The anchor rapping out of the chimneys... note the dyneema sling girth-hitched to bleached webbing that is fully severed and disappears into frozen sand behind the block at left.

Nick psyched for rappelling off of more shitty anchors... you don't want to know where that cord goes.

Nick on another gully rap with plenty of choss.

This is the anchor from which we rappelled over the bergschrund, definitely not guide certified. Here I have it backed up with a cam while Nick raps. The large nut is behind the red biner.

Getting ready to rap over the schrund.

Me rappelling through overhanging icicles on the schrund. Photo by Nick Mestre

We pulled the rope and hiked down to our tents at the crevasse.
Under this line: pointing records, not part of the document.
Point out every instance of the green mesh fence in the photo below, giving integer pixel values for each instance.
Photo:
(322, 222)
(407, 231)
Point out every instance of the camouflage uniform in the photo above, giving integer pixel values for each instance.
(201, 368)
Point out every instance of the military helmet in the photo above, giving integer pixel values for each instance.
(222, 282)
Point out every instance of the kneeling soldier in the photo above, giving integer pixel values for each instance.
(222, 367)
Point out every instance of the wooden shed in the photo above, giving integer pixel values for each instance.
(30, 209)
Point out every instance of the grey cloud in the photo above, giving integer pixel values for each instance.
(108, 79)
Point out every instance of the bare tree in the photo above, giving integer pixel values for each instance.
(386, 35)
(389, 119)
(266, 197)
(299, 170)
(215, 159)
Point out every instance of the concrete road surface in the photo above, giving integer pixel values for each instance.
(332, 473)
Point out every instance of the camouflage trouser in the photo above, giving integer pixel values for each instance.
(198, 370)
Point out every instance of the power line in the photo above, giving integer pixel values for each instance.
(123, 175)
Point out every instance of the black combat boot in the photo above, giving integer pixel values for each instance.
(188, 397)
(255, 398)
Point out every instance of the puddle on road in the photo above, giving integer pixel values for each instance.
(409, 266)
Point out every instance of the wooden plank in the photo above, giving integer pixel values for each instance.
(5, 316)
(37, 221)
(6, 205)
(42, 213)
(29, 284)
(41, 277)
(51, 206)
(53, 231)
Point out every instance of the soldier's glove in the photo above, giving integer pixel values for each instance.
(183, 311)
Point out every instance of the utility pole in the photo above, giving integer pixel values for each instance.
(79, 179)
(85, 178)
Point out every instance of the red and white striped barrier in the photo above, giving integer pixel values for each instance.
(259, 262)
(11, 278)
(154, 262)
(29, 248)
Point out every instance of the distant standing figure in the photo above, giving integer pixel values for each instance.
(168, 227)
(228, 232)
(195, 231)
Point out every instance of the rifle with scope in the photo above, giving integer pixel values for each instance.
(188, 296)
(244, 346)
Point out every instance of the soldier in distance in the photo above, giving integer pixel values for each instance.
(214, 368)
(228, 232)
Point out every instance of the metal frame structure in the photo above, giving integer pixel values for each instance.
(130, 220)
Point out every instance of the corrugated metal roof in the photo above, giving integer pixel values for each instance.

Josh and Chris had been waiting for us for a couple of hours due to the stuck rope and extra anchor building shenanigans. Despite having started for the summit at 4am it had taken us nearly 12 hours to climb and descend. We packed up camp and began the long slog down the Upper Bravo Glacier.

As it turned out, our timing was both perfect and terrible: we reached the top of the Bravo Ice Fall just as it got dark. We broke out the headlamps and began rappelling through the rock band and then over the first crevasse. Unfortunately the intense sun had melted away most of our tracks from the day before, making route finding through the steep maze of seracs and crevasses by headlamp an exercise in patience. Eventually we found each of the crevasses that we had climbed out of and built snow bollards to rappel back down them. Sometime after midnight we arrived back at Rainy Knob, ate some food and fell asleep.

The next day we hiked back across the Tiedemann Glacier to Sunny Knob and radioed White Saddle. The helicopter would pick us up at 7pm that evening. We had just enough time to cook all our remaining pork shoulder, eat it, and pack up camp. Less than an hour before the chopper was scheduled to arrive Nick was double checking camp and reminded Chris and Josh that they had left a trash bag of food in the snow bank. Chris and Josh said that it definitely wasn't theirs so we opened it up. Inside were three six-packs of canned craft beer. When the chopper crested the Serras we were still chugging the first round. Minutes later we were loaded up and taking off. We circled around the Tiedemann Glacier one last time and flew over the Upper Tellot on our way out of the range. That night we camped on grass, surrounded by trees, next to a beautiful lake. We drank more of the beers, went swimming and watched the sunset reflected in the water. I don't believe that life can get much better than that.

The summit of Waddington getting some cloud as we head down to the crevasse camp after rapping off.

Myself on the descent down the Upper Bravo. Photo by Nick Mestre.

Josh and Chris descending the Upper Bravo with Waddington behind. Photo by Nick Mestre.

Nick tired but psyched for some snow bollard rappelling by headlamp.

Chris and Josh cooking up food at base camp on Sunny Knob on our last day in the range.
The sunset at Bluff Lake where we camped the night after flying out of the mountains.